EMP : Et côté moteurs ?
Laurence Rigolini :
Nos turbopropulseurs consomment 40% de carburant en moins par rapport aux jets régionaux et disposent des coûts d’exploitation les plus bas de la catégorie.
Néanmoins, nous nous devons d’anticiper afin de conserver notre avantage concurrentiel. Aujourd’hui, le sujet est moins critique avec un baril de pétrole autour de 50$. Pour atteindre des gains de consommation de 15%, il est nécessaire de réfléchir dès aujourd’hui à de nouveaux moteurs.
EMP : Quelles sont vos cibles commerciales prioritaires ?
Laurence Rigolini :
La force d’ATR est notre base de clientèle mondiale avec plus de 200 opérateurs dans plus de 100 pays.
Cette répartition sur tous les continents nous permet de compenser les fluctuations liées aux économies locales.
C’est pourquoi au-delà de nos clients historiques basés en Europe, Asie du Sud-Est et en Amérique du Sud, nous avons décidé de partir à la conquête de nouveaux marchés.

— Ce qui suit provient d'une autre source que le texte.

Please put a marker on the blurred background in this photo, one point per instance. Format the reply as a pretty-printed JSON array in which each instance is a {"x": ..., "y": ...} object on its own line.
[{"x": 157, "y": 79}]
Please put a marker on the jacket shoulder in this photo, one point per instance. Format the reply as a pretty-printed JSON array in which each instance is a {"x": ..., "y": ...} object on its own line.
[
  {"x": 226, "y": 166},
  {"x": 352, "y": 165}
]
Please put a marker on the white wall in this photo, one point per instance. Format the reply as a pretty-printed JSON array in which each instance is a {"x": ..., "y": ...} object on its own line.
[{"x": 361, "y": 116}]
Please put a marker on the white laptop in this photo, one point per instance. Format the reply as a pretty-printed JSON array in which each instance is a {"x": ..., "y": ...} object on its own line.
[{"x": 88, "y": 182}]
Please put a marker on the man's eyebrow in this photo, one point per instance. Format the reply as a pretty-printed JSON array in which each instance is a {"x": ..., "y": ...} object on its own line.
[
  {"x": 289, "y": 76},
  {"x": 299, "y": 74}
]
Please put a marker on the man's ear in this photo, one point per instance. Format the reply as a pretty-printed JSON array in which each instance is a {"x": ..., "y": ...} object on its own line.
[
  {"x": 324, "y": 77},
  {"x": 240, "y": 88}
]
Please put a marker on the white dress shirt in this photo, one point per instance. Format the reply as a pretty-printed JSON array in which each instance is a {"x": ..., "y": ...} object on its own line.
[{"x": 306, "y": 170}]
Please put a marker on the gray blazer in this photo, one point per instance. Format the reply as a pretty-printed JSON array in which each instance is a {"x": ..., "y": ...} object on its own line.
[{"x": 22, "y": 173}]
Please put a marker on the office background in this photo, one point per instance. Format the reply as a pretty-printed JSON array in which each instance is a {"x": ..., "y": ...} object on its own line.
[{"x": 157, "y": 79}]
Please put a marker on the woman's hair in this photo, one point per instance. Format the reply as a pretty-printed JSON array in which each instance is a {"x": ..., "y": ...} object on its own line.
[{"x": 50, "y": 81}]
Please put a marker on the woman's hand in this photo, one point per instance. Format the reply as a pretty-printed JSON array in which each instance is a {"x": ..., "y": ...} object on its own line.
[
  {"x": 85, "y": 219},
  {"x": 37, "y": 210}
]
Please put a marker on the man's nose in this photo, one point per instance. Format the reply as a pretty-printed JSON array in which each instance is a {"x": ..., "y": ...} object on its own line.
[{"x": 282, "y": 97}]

Une tournée de démonstration aux Etats-Unis et au Canada avec un ATR 72-600 a eu lieu début mai. Nous avons utilisé la réalité virtuelle pour mettre en avant les différentes configurations possibles, comme par exemple une porte passagers à l’avant ou encore une cabine avec 2 classes (Business et Economy). Cela répond à une demande de nos prospects qui souhaitent un accès à l’appareil avec passerelle et l’instauration d’une classe Business. Nous pouvons satisfaire nos clients en utilisant la porte-avant de l’ATR pour prendre place en cabine. Nous commercialiserons cet aménagement dès lors que nous aurons identifié un client de lancement.
Le marché américain est d’autant plus stratégique que 400 routes opérées jusqu’ici par des jets régionaux viennent d’être fermées faute de rentabilité suffisante et que de nombreuses routes sont aussi opérées par des turbopropulseurs d’ancienne génération. Or l’ATR -600, avec son faible coût par passager transporté, constitue une opportunité de désenclavement pour les zones mal ou non desservies.
Nous allons également intensifier la prospection sur l’Inde et l’Iran qui représentent deux marchés avec des taux de croissance du trafic aérien très important.
En Chine, nous avons ouvert l’année passée un bureau avec des équipes ATR pour mieux comprendre les leviers commerciaux à activer.
Enfin, la conquête du marché africain demeure un objectif majeur. En effet, nous détenons moins de 50% de parts de marché des turbopropulseurs sur ce continent alors que nous dépassons les 75% dans le reste du monde.
EMP : Vous avez fait une percée au Japon ?
Laurence Rigolini : En juin 2015, lors du salon du Bourget, nous avons annoncé la vente de 8 ATR 42 à Japan Air Commuter, filiale de Japan Airlines. Forts de ce premier contrat, nous allons intensifier notre prospection au sein de cet archipel.
Au-delà de ces nouveaux marchés à conquérir, nous restons aussi offensifs sur nos terres de prédilection que sont l’Europe, l’Amérique du Sud et l’Asie du Sud-Est. A cet égard, la crise économique que subit le Brésil nous a impactés et nous incite à redoubler d’efforts pour conforter notre rayonnement commercial.
EMP : En matière de support clients, quelle est l’actualité ?
Laurence Rigolini : Nos clients au Brésil vont disposer d’un stock sur place et de capacité de réparations locales pour gagner en réactivité. Au niveau de la formation et de la sécurité de vol, nous allons ouvrir un nouveau centre de formation de pilotes aux Etats-Unis en 2017.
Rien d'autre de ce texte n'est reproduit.